Incapable d’attendre plus longtemps, Jane Buxton intervint.

— Pardon, monsieur Camaret, dit-elle, voudriez-vous me permettre de dire quelques mots à cet homme ?

Marcel Camaret ayant acquiescé, elle demanda au blessé :

— Puisque vous étiez à la colonne Buxton, vous y avez donc vu arriver Harry Killer ?

— Oui.

— Pourquoi le capitaine Buxton l’a-t-il aussi facilement accueilli ?

— Je n’en sais rien.

— Est-il exact, poursuivit Jane, que du jour où

Harry Killer fit partie de la colonne, il en fut le véritable chef ?

— Très exact, répondit Frasne, qui manifesta quelque surprise d’être interrogé sur des faits aussi anciens.

— C’est donc par les ordres d’Harry Killer seul que la colonne Buxton se livra aux actes de pillage qui motivèrent sa destruction ?

— Oui, affirma Frasne.

— Le capitaine Buxton n’y était pour rien ?

— Non.

— Vous entendez, messieurs ? dit Jane, en se retournant vers ses compagnons.

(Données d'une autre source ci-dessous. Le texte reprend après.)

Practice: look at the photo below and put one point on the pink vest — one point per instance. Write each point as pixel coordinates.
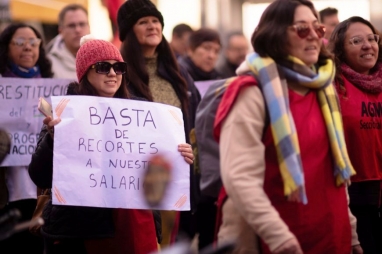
(362, 118)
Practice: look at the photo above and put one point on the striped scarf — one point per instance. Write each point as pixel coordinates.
(284, 133)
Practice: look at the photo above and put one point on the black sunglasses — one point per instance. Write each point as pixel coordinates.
(104, 67)
(303, 31)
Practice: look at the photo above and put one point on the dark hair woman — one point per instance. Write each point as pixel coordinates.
(22, 55)
(100, 71)
(356, 46)
(202, 55)
(284, 163)
(153, 73)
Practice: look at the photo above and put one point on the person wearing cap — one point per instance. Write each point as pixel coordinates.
(153, 73)
(70, 229)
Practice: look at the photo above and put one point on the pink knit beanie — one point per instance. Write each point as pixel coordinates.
(92, 51)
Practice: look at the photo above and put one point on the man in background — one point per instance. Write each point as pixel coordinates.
(329, 17)
(235, 49)
(73, 23)
(179, 41)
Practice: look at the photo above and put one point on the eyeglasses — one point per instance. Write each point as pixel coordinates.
(21, 42)
(303, 31)
(73, 26)
(104, 67)
(359, 41)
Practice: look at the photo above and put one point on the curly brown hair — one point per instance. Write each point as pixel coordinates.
(336, 47)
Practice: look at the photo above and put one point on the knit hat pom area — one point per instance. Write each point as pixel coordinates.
(94, 50)
(132, 10)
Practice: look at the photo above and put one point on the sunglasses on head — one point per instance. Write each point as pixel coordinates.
(21, 42)
(104, 67)
(304, 30)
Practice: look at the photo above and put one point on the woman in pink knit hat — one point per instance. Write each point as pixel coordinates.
(70, 229)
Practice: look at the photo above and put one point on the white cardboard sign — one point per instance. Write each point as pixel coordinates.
(102, 148)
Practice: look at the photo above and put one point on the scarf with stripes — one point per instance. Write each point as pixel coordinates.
(284, 133)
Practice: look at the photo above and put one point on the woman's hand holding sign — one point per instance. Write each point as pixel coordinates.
(50, 123)
(186, 151)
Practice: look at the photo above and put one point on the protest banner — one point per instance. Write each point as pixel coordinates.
(19, 114)
(203, 86)
(102, 148)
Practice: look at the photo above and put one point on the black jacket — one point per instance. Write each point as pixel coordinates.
(188, 119)
(65, 221)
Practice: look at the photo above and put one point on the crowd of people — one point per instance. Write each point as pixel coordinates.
(298, 129)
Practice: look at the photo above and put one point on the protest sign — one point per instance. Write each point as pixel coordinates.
(19, 114)
(102, 148)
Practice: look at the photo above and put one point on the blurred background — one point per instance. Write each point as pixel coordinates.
(223, 15)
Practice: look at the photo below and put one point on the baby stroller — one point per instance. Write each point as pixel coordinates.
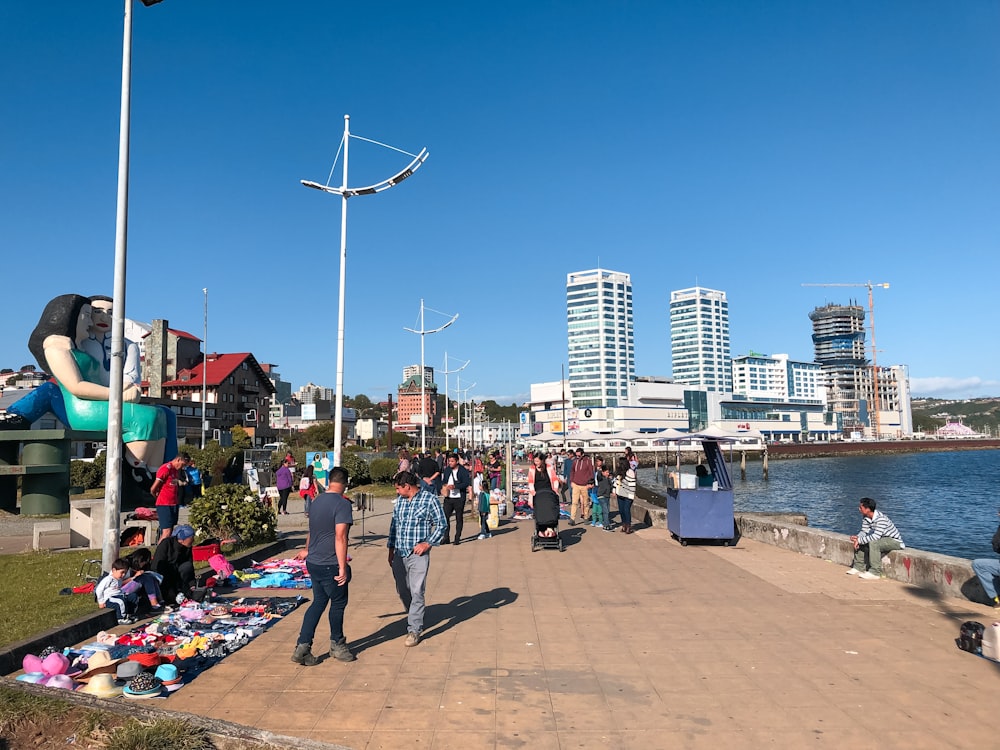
(546, 517)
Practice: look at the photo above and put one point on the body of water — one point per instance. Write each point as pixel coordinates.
(940, 502)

Puis, continuant la série de ses questions :

— Pour quelle raison, dit-elle, le capitaine Buxton avait-il abdiqué son autorité au profit d’Harry Killer ?

— Comment voulez-vous que je sache ça ? dit Frasne impatienté.

Il paraissait sincère. Jane estima inutile d’insister.

— Savez-vous, du moins, comment est mort le capitaine Buxton, demanda-t-elle, passant à un autre sujet.

— Mais… dans la bataille, répondit Frasne, comme si la chose allait de soi. Bien d’autres sont tombés avec lui.

Jane Buxton soupira. Ce n’était pas encore cette fois qu’elle éluciderait les quelques points restés dans l’ombre.

— Je vous remercie, monsieur, dit-elle à Camaret. J’ai terminé.

L’ingénieur reprit aussitôt son interrogatoire au point où il avait été interrompu.

— Comment s’est-on, au début, procuré les nègres qui ont bâti la ville ? demanda-t-il.